Seine Schule und Universität gründete Rabindranath Tagore auf einem großen Gelände, das er von seinem Vater geerbt hatte, aber die laufenden Kosten waren hoch. Immer fehlte es an Geld. In den verbleibenden vierzig Jahren seines Lebens, die ihn zu Reisen auf alle Kontinente führten, war das Werben um Gelder für diese Einrichtungen eine seiner Hauptbeschäftigungen. Als er 1913 als erster asiatischer Autor den Nobelpreis für Literatur erhielt, kam für ihn gar nichts anderes infrage, als das Preisgeld für die Verbesserung der Einrichtungen in Shantiniketan zu verwenden. Einer Anekdote zufolge erreichte ihn das Telegramm aus Stockholm, als er gerade in einer Ausschusssitzung saß und sich über die Finanzierung eines neuen Abwassersystems für die Schulgebäude den Kopf zerbrach. Nüchtern verkündete er: »Soeben ist das Geld für die Kanalisation eingetroffen!«

Die Auszeichnung veränderte sein Leben und katapultierte ihn zu Weltruhm. Das lässt sich allein daran schon ablesen, dass der junge englische Dichter Wilfred Owen sich Tagores Gedichte in ein Notizbuch abschrieb, das er in die Schützengräben des Ersten Weltkriegs mitnahm. Beim Abschied von seiner Familie im Sommer 1918, im Heimaturlaub vom Schlachtfeld, von dem er nicht mehr zurückkehren sollte, zitierte er eine seiner Lieblingspassagen daraus: »Gehe ich fort von hier, lasst dies mein Abschiedswort sein, || dass das, was ich sah, unübertrefflich ist …«

1915 wurde Tagore von der britischen Regierung zum Ritter geschlagen. Vier Jahre später gab er aus Protest gegen das brutale britische Massaker in Amritsar, bei dem Hunderte von unbewaffneten Zivilisten starben, die Ehrung zurück – er wolle, wie er sagte, »ohne jede besondere Auszeichnung an der Seite meiner Landsleute stehen, die wegen ihrer vermeintlichen Bedeutungslosigkeit eine Erniedrigung erleiden müssen, die nicht menschenwürdig ist«. Zu diesem Zeitpunkt war er bereits ein prominenter Anti-Imperialist und Internationalist, ein Kritiker der britischen Kolonialherrschaft und ein vehementer Verfechter der Einheit von Hindus und Muslimen. Sein Freund Gandhi nannte ihn den »Großen Wächter« des indischen Nationalismus.

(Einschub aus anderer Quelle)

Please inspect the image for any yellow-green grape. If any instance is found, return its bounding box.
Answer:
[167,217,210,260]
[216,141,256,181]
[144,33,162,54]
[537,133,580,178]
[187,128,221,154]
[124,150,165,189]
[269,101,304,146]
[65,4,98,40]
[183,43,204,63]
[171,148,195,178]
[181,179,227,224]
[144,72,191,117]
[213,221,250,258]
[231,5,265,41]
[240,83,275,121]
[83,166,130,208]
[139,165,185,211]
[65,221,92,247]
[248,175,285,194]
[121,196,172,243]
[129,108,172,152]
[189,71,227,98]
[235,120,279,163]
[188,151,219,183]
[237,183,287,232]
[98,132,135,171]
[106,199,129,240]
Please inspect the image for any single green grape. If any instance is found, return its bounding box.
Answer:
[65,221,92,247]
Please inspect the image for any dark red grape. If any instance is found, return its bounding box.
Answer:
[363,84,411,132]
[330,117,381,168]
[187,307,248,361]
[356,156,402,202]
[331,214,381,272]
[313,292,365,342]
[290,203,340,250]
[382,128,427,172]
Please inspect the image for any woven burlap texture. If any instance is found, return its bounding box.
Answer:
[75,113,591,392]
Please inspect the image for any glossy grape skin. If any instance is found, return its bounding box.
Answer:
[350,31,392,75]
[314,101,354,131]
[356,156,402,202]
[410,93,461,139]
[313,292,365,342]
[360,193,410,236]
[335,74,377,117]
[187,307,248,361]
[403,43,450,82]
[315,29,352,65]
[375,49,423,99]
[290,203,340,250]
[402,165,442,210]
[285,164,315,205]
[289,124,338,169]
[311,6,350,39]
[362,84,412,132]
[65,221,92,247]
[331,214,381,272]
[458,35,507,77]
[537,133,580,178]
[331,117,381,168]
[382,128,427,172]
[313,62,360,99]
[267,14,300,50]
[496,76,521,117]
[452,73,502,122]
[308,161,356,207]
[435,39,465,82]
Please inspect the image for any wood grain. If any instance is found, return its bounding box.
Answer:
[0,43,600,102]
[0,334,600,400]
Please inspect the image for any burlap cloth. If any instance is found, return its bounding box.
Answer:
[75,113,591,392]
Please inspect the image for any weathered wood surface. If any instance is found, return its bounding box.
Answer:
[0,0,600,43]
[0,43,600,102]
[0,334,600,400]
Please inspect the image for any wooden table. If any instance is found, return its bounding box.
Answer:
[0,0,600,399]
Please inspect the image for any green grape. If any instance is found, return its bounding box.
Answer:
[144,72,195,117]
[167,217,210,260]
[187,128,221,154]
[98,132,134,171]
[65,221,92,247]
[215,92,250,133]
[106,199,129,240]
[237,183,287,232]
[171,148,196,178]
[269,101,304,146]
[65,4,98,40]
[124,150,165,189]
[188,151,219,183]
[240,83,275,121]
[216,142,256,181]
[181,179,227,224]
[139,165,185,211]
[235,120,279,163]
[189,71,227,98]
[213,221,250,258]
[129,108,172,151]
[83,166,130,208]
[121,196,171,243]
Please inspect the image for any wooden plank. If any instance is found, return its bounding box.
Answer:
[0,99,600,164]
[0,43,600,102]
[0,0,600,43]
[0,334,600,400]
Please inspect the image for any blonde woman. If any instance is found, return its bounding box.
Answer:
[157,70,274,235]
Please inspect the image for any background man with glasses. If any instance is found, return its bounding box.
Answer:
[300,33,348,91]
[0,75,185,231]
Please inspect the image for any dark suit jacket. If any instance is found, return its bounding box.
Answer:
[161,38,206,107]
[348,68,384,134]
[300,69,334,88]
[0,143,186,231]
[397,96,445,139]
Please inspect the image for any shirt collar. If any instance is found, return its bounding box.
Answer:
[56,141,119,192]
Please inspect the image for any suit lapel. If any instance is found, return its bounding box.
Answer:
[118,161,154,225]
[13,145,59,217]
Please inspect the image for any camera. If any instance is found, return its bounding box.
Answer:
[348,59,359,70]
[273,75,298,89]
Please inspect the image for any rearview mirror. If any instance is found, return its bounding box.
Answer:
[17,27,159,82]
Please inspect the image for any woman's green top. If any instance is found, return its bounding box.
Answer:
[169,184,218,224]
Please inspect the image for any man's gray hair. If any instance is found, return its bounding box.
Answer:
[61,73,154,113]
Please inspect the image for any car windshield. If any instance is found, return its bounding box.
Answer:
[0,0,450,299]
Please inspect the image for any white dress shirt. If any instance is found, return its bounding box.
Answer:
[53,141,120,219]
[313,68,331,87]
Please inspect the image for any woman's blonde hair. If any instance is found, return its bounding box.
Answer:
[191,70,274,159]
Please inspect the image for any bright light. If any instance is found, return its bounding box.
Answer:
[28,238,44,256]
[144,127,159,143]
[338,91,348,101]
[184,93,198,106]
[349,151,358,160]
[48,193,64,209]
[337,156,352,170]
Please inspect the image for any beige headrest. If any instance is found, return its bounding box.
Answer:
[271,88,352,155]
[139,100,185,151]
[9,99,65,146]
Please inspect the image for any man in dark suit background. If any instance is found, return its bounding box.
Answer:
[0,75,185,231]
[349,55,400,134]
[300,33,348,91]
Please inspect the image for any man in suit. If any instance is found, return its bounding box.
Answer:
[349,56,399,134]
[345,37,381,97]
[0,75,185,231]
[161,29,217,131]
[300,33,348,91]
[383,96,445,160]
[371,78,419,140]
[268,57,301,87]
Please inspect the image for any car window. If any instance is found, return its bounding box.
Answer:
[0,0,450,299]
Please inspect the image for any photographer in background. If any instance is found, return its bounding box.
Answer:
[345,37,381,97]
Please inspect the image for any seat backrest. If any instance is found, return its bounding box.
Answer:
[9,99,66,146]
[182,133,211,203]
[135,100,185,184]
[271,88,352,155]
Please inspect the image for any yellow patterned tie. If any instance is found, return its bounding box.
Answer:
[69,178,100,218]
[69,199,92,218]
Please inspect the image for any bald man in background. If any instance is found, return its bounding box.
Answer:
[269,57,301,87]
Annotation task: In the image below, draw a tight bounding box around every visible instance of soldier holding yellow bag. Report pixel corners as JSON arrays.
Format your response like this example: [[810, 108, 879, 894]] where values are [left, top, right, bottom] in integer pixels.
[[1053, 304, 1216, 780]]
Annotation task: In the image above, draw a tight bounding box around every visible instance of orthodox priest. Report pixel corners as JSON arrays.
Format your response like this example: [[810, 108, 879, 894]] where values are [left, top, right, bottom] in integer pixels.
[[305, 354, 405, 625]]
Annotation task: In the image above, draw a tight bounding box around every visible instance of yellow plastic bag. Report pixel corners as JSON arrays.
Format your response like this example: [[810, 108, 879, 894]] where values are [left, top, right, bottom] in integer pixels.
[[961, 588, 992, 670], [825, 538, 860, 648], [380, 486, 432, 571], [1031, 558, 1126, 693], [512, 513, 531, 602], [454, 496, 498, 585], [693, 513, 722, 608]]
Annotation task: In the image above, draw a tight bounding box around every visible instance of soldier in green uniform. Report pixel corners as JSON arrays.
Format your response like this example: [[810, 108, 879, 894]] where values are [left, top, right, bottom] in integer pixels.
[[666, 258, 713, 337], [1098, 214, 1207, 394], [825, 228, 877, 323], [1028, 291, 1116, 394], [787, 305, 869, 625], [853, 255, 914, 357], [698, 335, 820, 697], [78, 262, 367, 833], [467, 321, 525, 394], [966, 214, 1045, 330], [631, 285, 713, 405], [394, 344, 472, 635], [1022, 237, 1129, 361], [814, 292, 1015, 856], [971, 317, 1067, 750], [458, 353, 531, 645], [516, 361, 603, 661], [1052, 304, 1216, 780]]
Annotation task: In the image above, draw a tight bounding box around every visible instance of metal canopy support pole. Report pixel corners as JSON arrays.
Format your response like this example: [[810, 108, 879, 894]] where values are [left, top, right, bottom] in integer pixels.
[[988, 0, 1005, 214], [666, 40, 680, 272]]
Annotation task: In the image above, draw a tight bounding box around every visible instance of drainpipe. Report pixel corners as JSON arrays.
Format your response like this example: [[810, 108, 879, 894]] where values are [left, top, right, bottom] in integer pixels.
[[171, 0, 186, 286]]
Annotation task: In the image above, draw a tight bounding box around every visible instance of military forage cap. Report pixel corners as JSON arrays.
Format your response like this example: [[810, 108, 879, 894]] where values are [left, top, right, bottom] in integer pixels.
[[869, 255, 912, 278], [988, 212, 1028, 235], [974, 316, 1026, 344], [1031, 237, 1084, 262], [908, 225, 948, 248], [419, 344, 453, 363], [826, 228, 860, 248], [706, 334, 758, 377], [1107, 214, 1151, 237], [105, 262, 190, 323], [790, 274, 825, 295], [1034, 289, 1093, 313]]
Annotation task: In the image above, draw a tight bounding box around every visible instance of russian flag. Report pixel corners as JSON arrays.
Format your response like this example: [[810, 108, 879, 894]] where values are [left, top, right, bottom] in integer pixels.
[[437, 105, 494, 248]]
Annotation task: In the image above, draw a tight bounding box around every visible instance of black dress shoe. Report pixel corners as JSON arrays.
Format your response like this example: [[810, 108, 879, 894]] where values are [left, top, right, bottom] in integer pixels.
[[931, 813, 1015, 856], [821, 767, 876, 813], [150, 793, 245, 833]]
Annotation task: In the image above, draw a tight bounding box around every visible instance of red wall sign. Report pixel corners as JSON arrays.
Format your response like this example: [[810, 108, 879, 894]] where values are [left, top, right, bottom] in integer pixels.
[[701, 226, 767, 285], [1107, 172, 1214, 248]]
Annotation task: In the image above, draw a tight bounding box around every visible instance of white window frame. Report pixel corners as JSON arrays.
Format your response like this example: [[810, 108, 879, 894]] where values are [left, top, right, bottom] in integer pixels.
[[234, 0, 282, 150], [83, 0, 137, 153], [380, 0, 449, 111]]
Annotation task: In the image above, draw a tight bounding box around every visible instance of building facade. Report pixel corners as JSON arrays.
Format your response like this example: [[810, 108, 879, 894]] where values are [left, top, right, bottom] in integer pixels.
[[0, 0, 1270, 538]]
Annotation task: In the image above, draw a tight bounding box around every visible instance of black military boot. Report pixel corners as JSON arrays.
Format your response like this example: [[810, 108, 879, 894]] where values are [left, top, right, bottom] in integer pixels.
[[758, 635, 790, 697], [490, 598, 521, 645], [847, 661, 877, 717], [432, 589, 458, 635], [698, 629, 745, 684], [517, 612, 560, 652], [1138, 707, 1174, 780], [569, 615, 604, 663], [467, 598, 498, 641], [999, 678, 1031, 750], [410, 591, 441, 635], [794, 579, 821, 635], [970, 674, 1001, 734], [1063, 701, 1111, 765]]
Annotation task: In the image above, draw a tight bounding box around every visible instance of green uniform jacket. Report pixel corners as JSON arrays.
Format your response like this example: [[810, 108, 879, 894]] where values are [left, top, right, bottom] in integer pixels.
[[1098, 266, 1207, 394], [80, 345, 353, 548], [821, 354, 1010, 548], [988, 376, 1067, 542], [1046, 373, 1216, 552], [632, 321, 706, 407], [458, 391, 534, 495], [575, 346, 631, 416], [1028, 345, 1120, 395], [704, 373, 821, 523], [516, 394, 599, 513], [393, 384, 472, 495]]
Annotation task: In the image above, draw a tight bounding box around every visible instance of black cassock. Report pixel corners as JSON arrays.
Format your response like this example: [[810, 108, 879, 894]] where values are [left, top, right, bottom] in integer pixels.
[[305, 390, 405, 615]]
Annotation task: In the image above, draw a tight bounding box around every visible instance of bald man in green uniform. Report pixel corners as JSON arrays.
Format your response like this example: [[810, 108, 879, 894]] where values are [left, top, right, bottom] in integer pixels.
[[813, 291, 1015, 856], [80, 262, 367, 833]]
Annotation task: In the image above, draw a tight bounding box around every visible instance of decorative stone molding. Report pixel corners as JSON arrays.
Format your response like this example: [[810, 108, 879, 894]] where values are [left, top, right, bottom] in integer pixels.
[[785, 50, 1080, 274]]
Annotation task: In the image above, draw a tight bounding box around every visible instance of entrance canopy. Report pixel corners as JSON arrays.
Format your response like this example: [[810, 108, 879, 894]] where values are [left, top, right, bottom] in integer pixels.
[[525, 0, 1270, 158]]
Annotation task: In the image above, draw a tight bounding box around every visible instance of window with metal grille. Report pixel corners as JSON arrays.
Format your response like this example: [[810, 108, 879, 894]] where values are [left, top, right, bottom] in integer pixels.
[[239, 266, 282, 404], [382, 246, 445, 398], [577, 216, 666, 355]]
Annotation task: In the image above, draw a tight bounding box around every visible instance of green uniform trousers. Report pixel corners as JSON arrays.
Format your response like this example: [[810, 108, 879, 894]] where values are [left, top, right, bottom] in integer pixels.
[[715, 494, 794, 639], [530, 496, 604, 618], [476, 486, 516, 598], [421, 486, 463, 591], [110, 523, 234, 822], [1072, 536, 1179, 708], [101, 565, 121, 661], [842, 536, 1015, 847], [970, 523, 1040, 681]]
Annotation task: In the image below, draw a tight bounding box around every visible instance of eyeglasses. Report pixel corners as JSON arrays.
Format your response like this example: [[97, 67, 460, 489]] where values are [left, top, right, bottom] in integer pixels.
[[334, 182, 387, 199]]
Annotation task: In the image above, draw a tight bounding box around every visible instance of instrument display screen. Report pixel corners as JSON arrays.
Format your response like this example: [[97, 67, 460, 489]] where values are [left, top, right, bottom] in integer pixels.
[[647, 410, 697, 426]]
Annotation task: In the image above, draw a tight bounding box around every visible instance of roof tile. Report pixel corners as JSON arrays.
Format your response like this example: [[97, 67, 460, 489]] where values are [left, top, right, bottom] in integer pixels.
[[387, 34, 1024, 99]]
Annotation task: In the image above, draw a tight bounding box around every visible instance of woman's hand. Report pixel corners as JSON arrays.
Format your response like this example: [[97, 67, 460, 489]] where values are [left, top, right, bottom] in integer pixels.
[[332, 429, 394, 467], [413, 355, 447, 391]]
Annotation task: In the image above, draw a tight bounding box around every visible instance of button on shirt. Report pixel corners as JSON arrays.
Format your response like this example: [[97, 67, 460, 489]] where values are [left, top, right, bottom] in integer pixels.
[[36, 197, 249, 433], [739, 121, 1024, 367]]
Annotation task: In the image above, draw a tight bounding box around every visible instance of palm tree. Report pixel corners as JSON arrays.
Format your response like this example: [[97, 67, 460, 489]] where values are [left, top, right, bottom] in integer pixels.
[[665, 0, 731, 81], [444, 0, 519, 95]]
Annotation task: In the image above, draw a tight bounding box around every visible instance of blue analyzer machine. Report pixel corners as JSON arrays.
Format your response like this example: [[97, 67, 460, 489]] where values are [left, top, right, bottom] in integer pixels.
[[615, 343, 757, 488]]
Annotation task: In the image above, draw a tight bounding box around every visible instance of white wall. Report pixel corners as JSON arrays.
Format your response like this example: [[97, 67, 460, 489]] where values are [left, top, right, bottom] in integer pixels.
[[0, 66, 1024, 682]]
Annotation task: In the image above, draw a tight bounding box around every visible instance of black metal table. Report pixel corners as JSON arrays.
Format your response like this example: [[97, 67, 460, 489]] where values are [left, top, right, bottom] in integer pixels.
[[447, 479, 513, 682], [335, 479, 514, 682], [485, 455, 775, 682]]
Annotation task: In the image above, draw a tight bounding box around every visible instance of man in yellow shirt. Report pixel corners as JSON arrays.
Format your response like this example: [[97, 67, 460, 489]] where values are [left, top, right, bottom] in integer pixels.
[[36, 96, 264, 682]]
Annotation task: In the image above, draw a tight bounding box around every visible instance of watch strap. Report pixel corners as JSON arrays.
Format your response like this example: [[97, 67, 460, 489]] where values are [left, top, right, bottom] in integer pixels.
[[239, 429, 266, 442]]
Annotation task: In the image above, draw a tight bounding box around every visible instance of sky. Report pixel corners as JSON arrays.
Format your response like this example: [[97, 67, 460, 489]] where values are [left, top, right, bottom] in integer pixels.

Die Beweihräucherung durch den Westen kippte in ihr Gegenteil. Vor allem nach seinem Tod im Jahr 1941 wurde Tagore außerhalb Indiens nur allzu oft orientalisiert und als langhaariger Guru mit einer nebulösen spirituellen Botschaft abgetan. In den 1960er Jahren konnte sich Bertrand Russell, obwohl er Tagore mehrmals begegnet war, angeblich nur noch an dessen »mystische Ansichten« und »vagen Unsinn« erinnern. Tagores lebenslanges Engagement für den wissenschaftlichen und technischen Fortschritt und für das begründete Argument als Grundlage allen Wissens – eine rationalistische Haltung, deretwegen er in den 1930er Jahren mehr als einmal mit Gandhi aneinandergeraten war – wurde jetzt kurzerhand unterschlagen.